Vale a pena respigar alguns excertos da fundamentação do acórdão recorrido a esse propósito, já posteriores à apropriada invocação das normas relevantes – arts. 40.º e 71.º do Código Penal – e de alargadas transcrições de doutrina e jurisprudência sobre tal matéria:
«(…) as necessidades de prevenção geral positiva revelam-se fortemente acentuadas, atenta a frequência com que é praticado, designadamente na área geográfica desta Comarca de ..., traduzindo um problema social de grandes dimensões. (…)
Para explicar a ocorrência frequente de violência conjugal e a sua persistência no tempo, têm sido aventadas várias razões (…), tais como a proximidade entre o agente e a vítima, a qual, teoricamente susceptível de favorecer a denúncia das agressões, tem-se revelado inibidora dessa iniciativa, em especial pelo receio de que o autor dos maus-tratos invista, em retaliação, com mais violência, numa escalada sem fim à vista, aliada ao constrangimento sentido em revelar as agressões de que é vítima. (…)

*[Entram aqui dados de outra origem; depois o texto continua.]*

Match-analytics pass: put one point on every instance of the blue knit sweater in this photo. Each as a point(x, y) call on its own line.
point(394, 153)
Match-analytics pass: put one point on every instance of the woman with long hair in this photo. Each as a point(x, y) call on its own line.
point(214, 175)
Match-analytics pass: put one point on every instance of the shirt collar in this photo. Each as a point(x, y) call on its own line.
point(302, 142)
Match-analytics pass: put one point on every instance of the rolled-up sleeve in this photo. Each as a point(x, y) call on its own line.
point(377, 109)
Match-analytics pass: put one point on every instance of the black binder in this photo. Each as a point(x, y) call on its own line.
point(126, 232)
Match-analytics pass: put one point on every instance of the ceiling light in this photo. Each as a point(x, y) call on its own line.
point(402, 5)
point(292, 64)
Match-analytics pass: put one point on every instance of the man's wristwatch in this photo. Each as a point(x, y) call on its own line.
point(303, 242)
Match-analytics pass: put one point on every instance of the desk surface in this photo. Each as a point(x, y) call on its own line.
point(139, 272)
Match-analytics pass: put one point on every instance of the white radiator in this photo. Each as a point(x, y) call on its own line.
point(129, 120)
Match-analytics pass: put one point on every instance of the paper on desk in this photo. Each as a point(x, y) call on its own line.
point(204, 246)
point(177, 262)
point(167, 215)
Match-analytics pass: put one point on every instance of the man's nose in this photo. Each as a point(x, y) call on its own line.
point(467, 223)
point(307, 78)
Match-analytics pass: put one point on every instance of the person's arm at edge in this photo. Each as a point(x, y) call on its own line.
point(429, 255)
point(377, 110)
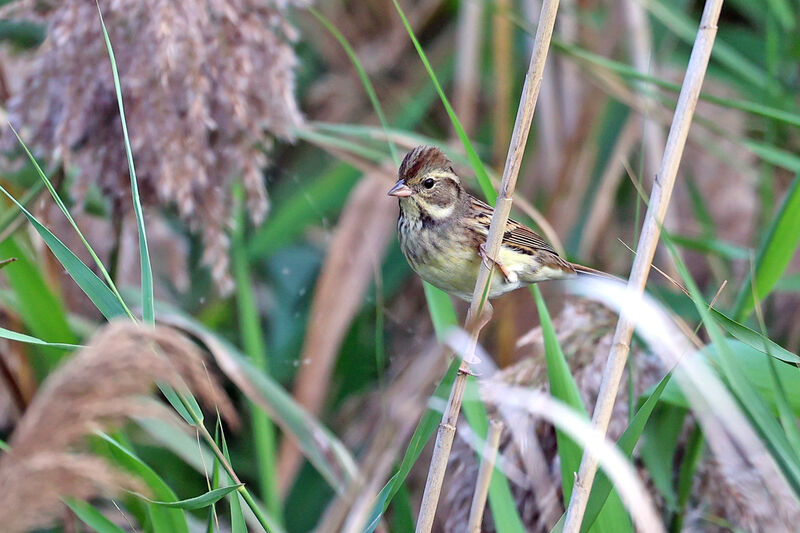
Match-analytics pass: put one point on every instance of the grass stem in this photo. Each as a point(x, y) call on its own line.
point(488, 457)
point(659, 202)
point(519, 139)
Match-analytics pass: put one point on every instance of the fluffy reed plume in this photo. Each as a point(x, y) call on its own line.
point(208, 85)
point(97, 388)
point(584, 330)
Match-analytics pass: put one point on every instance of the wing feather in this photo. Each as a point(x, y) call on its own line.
point(516, 234)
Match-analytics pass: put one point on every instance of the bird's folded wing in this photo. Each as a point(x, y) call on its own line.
point(516, 234)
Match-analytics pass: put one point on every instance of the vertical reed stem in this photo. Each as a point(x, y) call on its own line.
point(530, 92)
point(659, 201)
point(488, 457)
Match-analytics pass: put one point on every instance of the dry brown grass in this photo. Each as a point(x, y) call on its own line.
point(208, 84)
point(98, 388)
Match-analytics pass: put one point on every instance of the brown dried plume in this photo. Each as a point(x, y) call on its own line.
point(99, 387)
point(207, 84)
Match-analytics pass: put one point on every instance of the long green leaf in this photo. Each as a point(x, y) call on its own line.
point(148, 313)
point(57, 198)
point(501, 500)
point(477, 165)
point(198, 502)
point(602, 486)
point(775, 254)
point(321, 447)
point(164, 519)
point(754, 339)
point(610, 517)
point(362, 74)
point(751, 401)
point(256, 349)
point(97, 291)
point(422, 434)
point(21, 337)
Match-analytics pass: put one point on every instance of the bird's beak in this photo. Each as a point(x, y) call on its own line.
point(400, 189)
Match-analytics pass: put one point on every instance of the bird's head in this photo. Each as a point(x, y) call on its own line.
point(429, 183)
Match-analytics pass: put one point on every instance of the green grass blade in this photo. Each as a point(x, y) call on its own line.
point(148, 313)
point(422, 434)
point(164, 519)
point(751, 401)
point(563, 388)
point(775, 254)
point(753, 338)
point(602, 487)
point(21, 337)
point(198, 502)
point(628, 72)
point(440, 307)
point(501, 500)
point(97, 291)
point(477, 164)
point(92, 517)
point(686, 476)
point(238, 524)
point(322, 448)
point(256, 349)
point(57, 198)
point(685, 28)
point(362, 74)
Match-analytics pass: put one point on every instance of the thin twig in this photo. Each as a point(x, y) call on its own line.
point(484, 476)
point(522, 125)
point(659, 201)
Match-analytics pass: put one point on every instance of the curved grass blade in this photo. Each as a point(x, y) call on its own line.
point(21, 337)
point(754, 339)
point(198, 502)
point(422, 434)
point(148, 313)
point(373, 97)
point(92, 517)
point(477, 164)
point(57, 198)
point(97, 291)
point(323, 449)
point(563, 387)
point(164, 519)
point(775, 254)
point(629, 72)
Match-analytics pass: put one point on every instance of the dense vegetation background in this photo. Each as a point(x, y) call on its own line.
point(261, 137)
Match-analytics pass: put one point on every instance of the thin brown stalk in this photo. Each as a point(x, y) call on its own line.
point(522, 125)
point(484, 476)
point(502, 59)
point(659, 202)
point(468, 54)
point(603, 205)
point(550, 135)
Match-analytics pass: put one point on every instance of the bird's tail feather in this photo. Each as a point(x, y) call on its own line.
point(580, 269)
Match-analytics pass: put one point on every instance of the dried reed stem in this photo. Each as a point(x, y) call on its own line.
point(484, 476)
point(447, 428)
point(659, 201)
point(468, 57)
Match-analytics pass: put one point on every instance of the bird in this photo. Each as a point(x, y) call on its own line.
point(442, 231)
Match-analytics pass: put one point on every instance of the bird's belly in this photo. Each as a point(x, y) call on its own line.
point(455, 271)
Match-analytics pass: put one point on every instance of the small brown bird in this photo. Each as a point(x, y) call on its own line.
point(443, 229)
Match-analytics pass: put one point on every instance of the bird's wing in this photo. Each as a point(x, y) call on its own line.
point(516, 234)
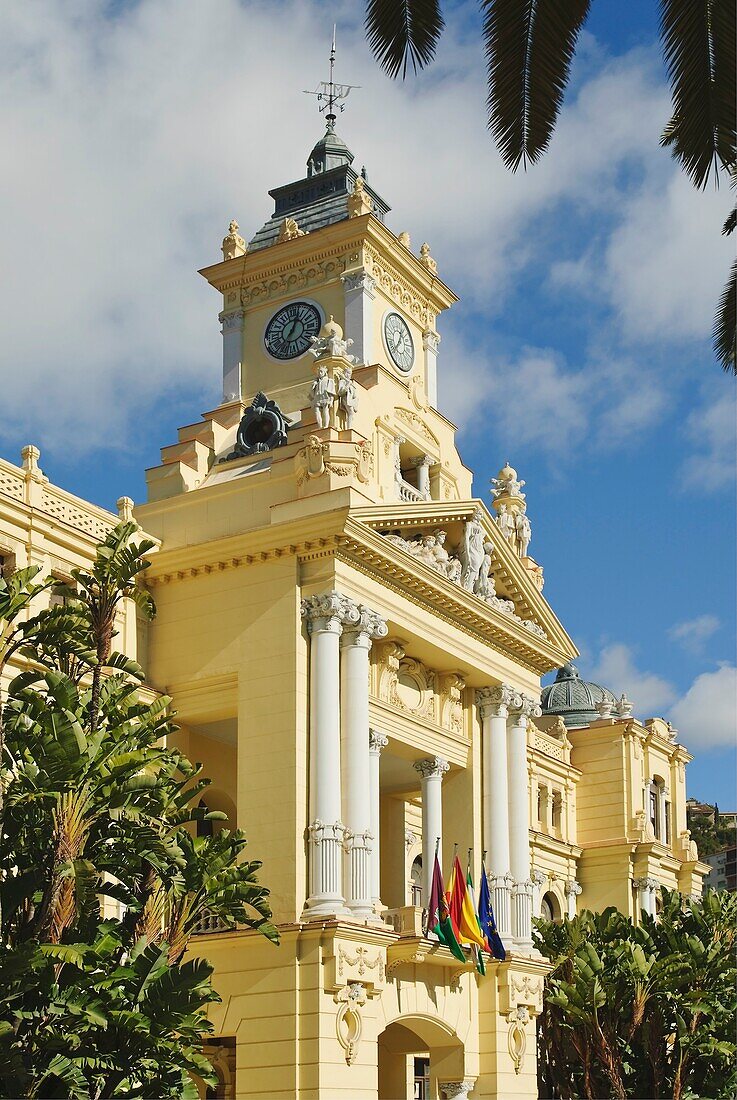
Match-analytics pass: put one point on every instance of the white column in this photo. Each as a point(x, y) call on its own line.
point(493, 706)
point(422, 465)
point(361, 627)
point(521, 710)
point(376, 743)
point(325, 616)
point(360, 293)
point(232, 353)
point(430, 344)
point(431, 770)
point(572, 891)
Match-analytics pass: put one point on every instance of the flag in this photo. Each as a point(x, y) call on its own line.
point(486, 921)
point(439, 920)
point(476, 950)
point(461, 908)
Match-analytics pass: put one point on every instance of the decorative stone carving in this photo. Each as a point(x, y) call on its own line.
point(471, 551)
point(517, 1035)
point(233, 243)
point(432, 767)
point(624, 707)
point(289, 231)
point(451, 701)
point(426, 259)
point(507, 483)
point(330, 342)
point(263, 427)
point(350, 1000)
point(452, 1089)
point(348, 397)
point(321, 396)
point(359, 201)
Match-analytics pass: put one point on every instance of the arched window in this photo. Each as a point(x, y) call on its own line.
point(416, 881)
point(550, 908)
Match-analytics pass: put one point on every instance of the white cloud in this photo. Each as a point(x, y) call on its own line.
point(616, 670)
point(706, 715)
point(136, 133)
point(693, 633)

No que respeita às exigências de prevenção especial positiva ou de ressocialização, assume primordial importância que o [arguido] compreenda o desvalor do seu comportamento nos acontecimentos que se apreciam nestes autos, de forma a prevenir a prática de futuros actos delinquentes.
O arguido, com a sua conduta, revelou indiferença para com valores cuja importância é unanimemente reconhecida a nível comunitário, bem como evidenciou uma personalidade desajustada com a normatividade, assim revelando um défice ao nível da ressonância ético-jurídica.
As necessidades de ressocialização que, aqui, se convocam, adensam-se na medida em que não se trata da primeira vez que o arguido contacta com o sistema de justiça penal.
(…) depõe contra o arguido (…) o grau da ilicitude dos seus comportamentos e o modo de execução do facto, que é elevado, na medida em que: [i] não se coibiu de actuar em local público e em plena luz do dia, rodeado de várias pessoas; [ii] abordou o veículo LF fazendo uso de uma faca de talho, com lâmina corto-perfurante; [iii] com tal faca estilhaçou o vidro lateral do condutor dessa viatura, fazendo com que todos os seus ocupantes – 2 deles menores de idade – fossem atingidos no corpo pelos estilhaços; [iv] os actos que praticou em relação à ofendida/vítima/assistente BB e ao ofendido/vítima CC configuram violência física, emocional e abuso psicológico, não se podendo desconsiderar o valor e a natureza do bem jurídico atingido, havendo que ponderar a violação do bem-estar físico e psíquico, a liberdade e a dignidade pessoal dos ofendidos/vítimas; (…)
O arguido, com os seus comportamentos, abusou e atingiu a relação de proximidade estabelecida com os mencionados BB e CC (cfr. artigo 71º, nº2, alínea a), do CP).
(…) haverá que ter em consideração a violação dos deveres impostos ao arguido de cuidado, respeito e solidariedade pela pessoa destes ofendidos/vítimas e da sua dignidade humana, sendo grave tanto o desvalor da acção, como o desvalor do resultado (cfr. artigo 71º, nº2, alínea a), do CP).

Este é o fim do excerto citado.